The following options are available when creating an instance of
:py:class:`~nessai.flowsampler.FlowSampler`:

* :python:`resume: bool`: Boolean to entirely enable or disable resuming irrespective of if there is a file or data to resume from.
* :python:`resume_file: str`: Name of the resume file.
* :python:`resume_data: Any`: Data to resume the sampler from instead of a resume file. The data will be passed to the :python:`resume_from_pickled_sampler` of the relevant class.


Resuming a sampling run
-----------------------

A sampling run can be resumed from either an existing resume file, which is
loaded automatically, or by specifying pickled data to resume from.
We recommended using the resume files, which are produced automatically, for
most applications.

The recommended method for resuming a run is by calling :py:class:`~nessai.flowsampler.FlowSampler` with
the same arguments that were originally used to start run; ensuring
:python:`resume=True` and :python:`resume_file` matches the name of the
:code:`.pkl` file in the output directory (the default is
:code:`nested_sampler_resume.pkl`).

.. note::

    Depending on how the sampling was interrupted, some progress may be lost and
    the sampling may resume from an earlier iteration.

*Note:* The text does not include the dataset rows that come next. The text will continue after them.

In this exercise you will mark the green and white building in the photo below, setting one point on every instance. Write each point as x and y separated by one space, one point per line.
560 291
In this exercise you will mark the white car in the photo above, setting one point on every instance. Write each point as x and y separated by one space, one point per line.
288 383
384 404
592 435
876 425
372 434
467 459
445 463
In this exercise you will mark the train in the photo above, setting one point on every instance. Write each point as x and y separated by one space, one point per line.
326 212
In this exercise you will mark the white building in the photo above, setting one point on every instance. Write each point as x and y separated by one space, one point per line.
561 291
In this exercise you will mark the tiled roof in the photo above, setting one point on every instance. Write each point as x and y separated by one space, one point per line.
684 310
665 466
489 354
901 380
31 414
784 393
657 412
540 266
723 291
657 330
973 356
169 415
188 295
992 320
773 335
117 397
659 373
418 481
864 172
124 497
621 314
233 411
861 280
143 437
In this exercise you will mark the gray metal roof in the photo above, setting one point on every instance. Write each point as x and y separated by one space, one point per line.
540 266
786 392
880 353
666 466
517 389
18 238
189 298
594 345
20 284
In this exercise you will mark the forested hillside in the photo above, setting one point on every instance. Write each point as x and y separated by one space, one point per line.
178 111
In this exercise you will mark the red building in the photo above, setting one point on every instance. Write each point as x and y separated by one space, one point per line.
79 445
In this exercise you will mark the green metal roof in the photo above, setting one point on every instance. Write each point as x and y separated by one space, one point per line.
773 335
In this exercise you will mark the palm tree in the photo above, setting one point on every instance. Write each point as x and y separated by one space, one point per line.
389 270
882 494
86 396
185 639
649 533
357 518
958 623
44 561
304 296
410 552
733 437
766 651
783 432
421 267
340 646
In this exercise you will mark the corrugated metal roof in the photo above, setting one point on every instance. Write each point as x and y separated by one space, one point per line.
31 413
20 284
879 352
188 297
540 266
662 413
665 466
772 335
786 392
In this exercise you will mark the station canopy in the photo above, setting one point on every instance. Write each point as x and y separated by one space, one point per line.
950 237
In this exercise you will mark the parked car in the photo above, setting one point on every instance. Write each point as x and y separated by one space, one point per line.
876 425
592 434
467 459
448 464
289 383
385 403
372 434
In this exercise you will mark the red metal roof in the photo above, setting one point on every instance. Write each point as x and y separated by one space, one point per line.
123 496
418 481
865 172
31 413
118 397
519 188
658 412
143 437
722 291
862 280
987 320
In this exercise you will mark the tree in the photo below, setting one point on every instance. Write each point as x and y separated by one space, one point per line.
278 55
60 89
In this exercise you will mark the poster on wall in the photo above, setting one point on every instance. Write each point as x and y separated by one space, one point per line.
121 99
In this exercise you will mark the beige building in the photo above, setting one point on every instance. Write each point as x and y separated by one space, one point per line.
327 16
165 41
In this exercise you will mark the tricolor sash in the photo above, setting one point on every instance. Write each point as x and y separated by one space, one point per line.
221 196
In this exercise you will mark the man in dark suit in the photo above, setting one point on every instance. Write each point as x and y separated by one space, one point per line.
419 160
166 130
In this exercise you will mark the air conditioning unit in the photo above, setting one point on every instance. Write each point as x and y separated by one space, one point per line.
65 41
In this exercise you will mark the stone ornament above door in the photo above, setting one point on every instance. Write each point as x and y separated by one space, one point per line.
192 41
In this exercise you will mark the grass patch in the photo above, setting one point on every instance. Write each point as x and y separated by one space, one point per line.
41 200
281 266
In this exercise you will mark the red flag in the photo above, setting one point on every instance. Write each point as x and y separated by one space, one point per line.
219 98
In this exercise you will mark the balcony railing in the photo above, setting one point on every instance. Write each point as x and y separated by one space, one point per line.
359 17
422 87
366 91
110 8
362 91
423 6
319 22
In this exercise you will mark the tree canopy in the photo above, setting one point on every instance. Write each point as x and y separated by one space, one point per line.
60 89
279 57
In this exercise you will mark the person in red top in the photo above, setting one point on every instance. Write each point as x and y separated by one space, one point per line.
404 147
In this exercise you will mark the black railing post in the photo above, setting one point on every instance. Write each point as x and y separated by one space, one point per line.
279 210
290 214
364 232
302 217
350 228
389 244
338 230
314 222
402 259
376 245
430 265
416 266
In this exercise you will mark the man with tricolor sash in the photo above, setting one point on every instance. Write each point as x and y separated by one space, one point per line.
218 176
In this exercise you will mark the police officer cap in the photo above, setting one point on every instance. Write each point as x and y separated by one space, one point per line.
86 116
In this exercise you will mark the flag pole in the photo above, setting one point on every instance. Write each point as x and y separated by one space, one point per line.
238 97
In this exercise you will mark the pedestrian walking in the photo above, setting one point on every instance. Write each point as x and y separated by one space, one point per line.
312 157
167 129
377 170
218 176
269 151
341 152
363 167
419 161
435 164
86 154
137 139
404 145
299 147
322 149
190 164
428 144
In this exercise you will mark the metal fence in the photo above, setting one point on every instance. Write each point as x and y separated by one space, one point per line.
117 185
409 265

Alternatively, you can specify the :python:`resume_data` argument which takes
priority over the resume file.
This will be passed to the :python:`resume_from_pickled_sampler` of the
corresponding sampler class.

.. note::

    If the output directory has been moved, make sure to change the
    :code`output` argument when calling :code:`FlowSampler`. The sampler
    will then automatically update the relevant paths.


Checkpoint callbacks
--------------------

Checkpoint callbacks allow the user to specify a custom function to use for
checkpointing the sampler.
This allows, for example, for the sampler to checkpoint an existing file rather.

The checkpoint callback function will be called in the :code:`checkpoint` method
with the class instance as the only argument, i.e.
:python:`checkpoint_callback(self)`.

All the sampler classes define custom :py:meth:`~nessai.samplers.base.BaseNestedSampler.__getstate__` methods that are
compatible with pickle and can be used to obtain a pickled representation of
the state of the sampler. Below is an example of a valid callback

.. code-block:: python

    import pickle
    filename = "checkpoint.pkl"

    def checkpoint_callback(state):
        with open(filename, "wb") as f:
            pickle.dump(state, f)

This could then passed as a keyword argument when running or resuming a sampler
via :py:class:`~nessai.flowsampler.FlowSampler`.

.. warning::
    The checkpoint callback is not included in the output of :python:`__getstate__`
    and must be specified when resuming the sampler via :py:class:`~nessai.flowsampler.FlowSampler`.